Yuxuan Liu

Hi!

I am a first-year PhD student at UM CSE, working on HCI and accessibility. I am fortunate to be advised by Prof. Anhong Guo.

Publications

HandProxy: Expanding the Affordances of Speech Interfaces in Immersive Environments with a Virtual Proxy Hand

Chen Liang, Yuxuan Liu, Martez Mott, and Anhong Guo

IMWUT/UbiComp ’25

Abs PDF Video

Hand interactions are increasingly used as the primary input modality in immersive environments, but they are not always feasible due to situational impairments, motor limitations, and environmental constraints. Speech interfaces have been explored as an alternative to hand input in research and commercial solutions, but are limited to initiating basic hand gestures and system controls. We introduce HandProxy, a system that expands the affordances of speech interfaces to support expressive hand interactions. Instead of relying on predefined speech commands directly mapped to possible interactions, HandProxy enables users to control the movement of a virtual hand as an interaction proxy, allowing them to describe the intended interactions naturally while the system translates speech into a sequence of hand controls for real-time execution.

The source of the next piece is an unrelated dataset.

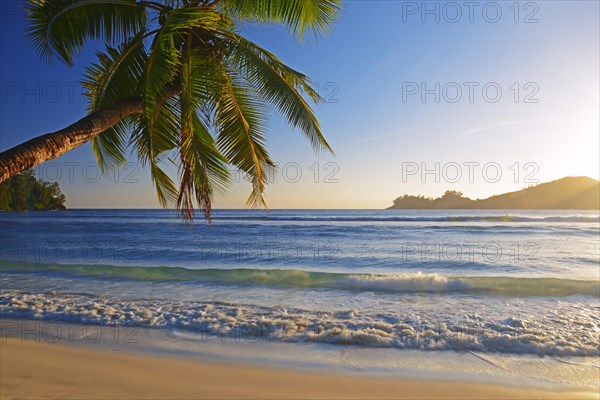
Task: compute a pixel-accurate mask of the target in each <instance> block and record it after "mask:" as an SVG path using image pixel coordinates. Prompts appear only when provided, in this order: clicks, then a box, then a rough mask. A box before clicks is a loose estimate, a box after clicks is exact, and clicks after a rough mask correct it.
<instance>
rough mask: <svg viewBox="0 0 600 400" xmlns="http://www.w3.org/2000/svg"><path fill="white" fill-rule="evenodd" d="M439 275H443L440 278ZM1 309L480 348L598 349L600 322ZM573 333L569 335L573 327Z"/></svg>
mask: <svg viewBox="0 0 600 400" xmlns="http://www.w3.org/2000/svg"><path fill="white" fill-rule="evenodd" d="M441 281H443V279H442V280H441ZM0 316H1V317H4V318H24V319H40V320H48V321H51V320H57V321H65V322H77V323H83V324H101V325H111V326H115V325H116V326H119V325H123V326H141V327H151V328H174V329H180V330H185V331H190V332H195V333H201V334H209V335H221V336H227V337H234V338H238V339H251V340H255V339H258V338H264V339H268V340H278V341H288V342H289V341H309V342H323V343H334V344H354V345H360V346H371V347H394V348H401V349H423V350H478V351H484V352H503V353H517V354H539V355H554V356H598V355H600V351H599V345H598V343H599V342H598V332H600V329H599V324H600V321H598V320H597V319H595V320H591V319H588V320H586V317H585V314H582V315H579V316H577V315H575V316H574V315H570V316H569V317H568V318H561V315H560V312H557V313H556V314H555V315H553V316H552V318H548V315H545V316H541V317H536V316H535V315H532V316H531V318H529V319H527V320H525V319H522V318H516V317H511V318H508V319H491V318H490V319H487V320H485V319H482V318H471V317H469V316H464V317H463V318H460V319H450V318H446V319H438V320H436V319H433V318H430V317H427V316H426V315H424V316H423V317H419V316H414V315H404V316H400V318H398V316H392V315H382V314H369V313H361V312H358V311H356V310H349V311H346V312H341V311H339V312H320V311H309V310H302V309H289V308H288V309H282V308H279V307H257V306H242V305H229V304H222V303H201V302H180V301H168V300H161V301H156V300H154V301H143V300H137V301H118V300H114V299H107V298H94V297H89V296H82V295H74V294H60V293H54V294H50V293H45V294H44V293H38V294H26V293H21V292H17V291H3V292H2V293H1V295H0ZM575 332H576V333H577V334H574V333H575Z"/></svg>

A user study with 20 participants demonstrated that HandProxy effectively enabled diverse hand interactions in virtual environments, achieving a 100% task completion rate with an average of 1.09 attempts per speech command and 91.8% command execution accuracy, while supporting flexible, natural speech input with varying levels of control and granularity.
WorldScribe: Towards Context-Aware Live Visual Descriptions

Ruei-Che Chang, Yuxuan Liu, and Anhong Guo

UIST ’24

Abs HTML PDF Video

Automated live visual descriptions can aid blind people in understanding their surroundings with autonomy and independence. However, providing descriptions that are rich, contextual, and just-in-time has been a long-standing challenge in accessibility. In this work, we develop WorldScribe, a system that generates automated live real-world visual descriptions that are customizable and adaptive to users’ contexts. WorldScribe’s description is customized to users’ intent and prioritized based on semantic relevance. WorldScribe is also adaptive to visual contexts, e.g., providing consecutively succinct descriptions for dynamic scenes, while presenting longer and detailed ones for stable settings. Additionally, WorldScribe is adaptive to sound contexts, e.g., increasing volume or pausing in noisy environments. WorldScribe is powered by a suite of vision, language, and sound recognition models. It presents a description generation pipeline that balances the tradeoffs between their richness and latency to support real-time usage. The design of WorldScribe is informed by prior work on providing visual descriptions and a formative study with blind participants. Our user study and following pipeline evaluation show that WorldScribe can provide real-time and fairly accurate visual descriptions to facilitate environment understanding that is adaptive and customized to users’ contexts. Finally, we discuss the implications and further steps toward making live visual descriptions more context-aware and humanized.
EditScribe: Non-Visual Image Editing with Natural Language Verification Loops

Ruei-Che Chang, Yuxuan Liu, Lotus Zhang, and Anhong Guo

ASSETS ’24

Abs PDF Video

Image editing is an iterative process that requires precise visual evaluation and manipulation for the output to match the editing intent. However, current image editing tools do not provide accessible interaction nor sufficient feedback for blind and low vision individuals to achieve this level of control. To address this, we developed EditScribe, a prototype system that makes image editing accessible using natural language verification loops powered by large multimodal models. Using EditScribe, the user first comprehends the image content through initial general and object descriptions, then specifies edit actions using open-ended natural language prompts. EditScribe performs the image edit, and provides four types of verification feedback for the user to verify the performed edit, including a summary of visual changes, AI judgement, and updated general and object descriptions. The user can ask follow-up questions to clarify and probe into the edits or verification feedback, before performing another edit. In a study with ten blind or low-vision users, we found that EditScribe supported participants to perform and verify image edit actions non-visually. We observed different prompting strategies from participants, and their perceptions on the various types of verification feedback. Finally, we discuss the implications of leveraging natural language verification loops to make visual authoring non-visually accessible.